Es gibt zahlreiche Fälle, in denen Deutschland Budapest von oben herab belehrt und auch die Demokratie wie Rechtsstaatlichkeit Ungarns infrage gestellt hat. Hier nur das jüngste Beispiel: im Sommer dieses Jahres bestellte Ungarn die deutsche Botschafterin Julia Gross ein. Hintergrund: Äußerungen der Diplomatin untergrüben das Vertrauen in seine EU- und Nato-Partner. Dies sei „inakzeptabel“ und ein Angriff auf die Souveränität Ungarns, sagte Außenminister Peter Szijjarto. Es gebe eine „ganze Serie von Vorfällen, Theorien, Maßnahmen und Provokationen, die (…) Zweifel an der Vertrauenswürdigkeit Ungarns aufkommen lassen“, sagte Gross laut ungarischen Medienberichten.

Deutsche Selbstkritik? Keine.

Beispiel 4: Luisa Neubauer im US-Wahlkampf 2024

Bisher kannte man das nur von Ralf Stegner, aber im US-Wahlkampf 2024 mischte auch Klima-Chaotin Luisa Neubauer mit. Sie versuchte Tür-zu-Tür-Propaganda für die Kandidatin der Democrats, Kamala Harris, zu machen. Am Ende hat es zwar nicht viel genützt, insbesondere nicht im Swing-State Pennsylvania.

Deutsche Selbstkritik? Keine.

Beispiel 5: Das Auswärtige Amt im US-Wahlkampf 2024

Wie die Herrin, so das Gescherrin? Beim X-Account des Auswärtigen Amtes könnte man auf diesen Gedanken kommen. Da provoziert der Account mit Posts wie etwa den über deutsche Energienetze und dass man hierzulande keine Katzen und Hunde essen würde. Zum Mitschreiben: Kein Politiker, keine Aktivistin, kein Journalist, sondern eine offizielle deutsche Behörde treibt hier ihren Schabernack. Das ist unterm Strich deutlich mehr als ein lose mit der neuen US-Regierung verbundener Elon Musk.

Deutsche Selbstkritik? Selbstverständlich keine!
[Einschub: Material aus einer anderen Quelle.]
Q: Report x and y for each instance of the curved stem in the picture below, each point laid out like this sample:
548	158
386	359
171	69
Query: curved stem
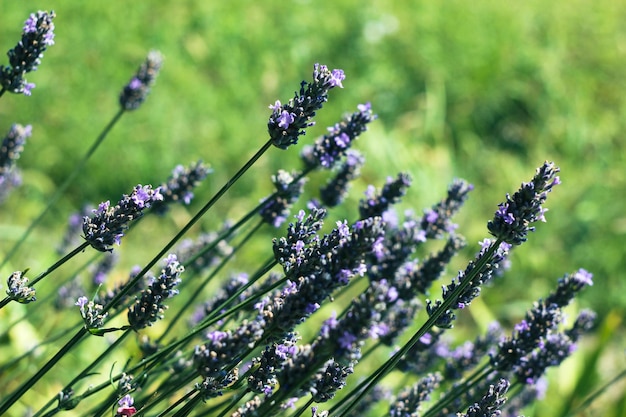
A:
362	389
17	394
85	371
198	291
57	264
189	224
61	189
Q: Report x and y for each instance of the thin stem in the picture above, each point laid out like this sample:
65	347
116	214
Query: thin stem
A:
85	371
57	264
369	383
195	294
188	226
61	189
17	394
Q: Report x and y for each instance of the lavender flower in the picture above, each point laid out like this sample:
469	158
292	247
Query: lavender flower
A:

Es handelt sich hier richtigerweise nur um Fallbeispiele. Eine kurze Google-Suche hilft. Was aber die Fallbeispiele verdeutlichen sollen: Es geht nicht um das Einzelne, sondern das Ganze. Italien, Polen, Ungarn, die USA: Es sind diese Länder, bei denen deutsche Aktivisten, deutsche Journalisten und deutsche Politiker glauben, den Zeigefinger zu erheben. Nicht erst seit gestern, nicht in einem Zeitungsartikel, sondern in zyklischen Abständen. Aber was den Göttern aus Germanien erlaubt ist, das ist bekanntlich einem südafrikanischen Tech-Milliardär noch lange nicht erlaubt.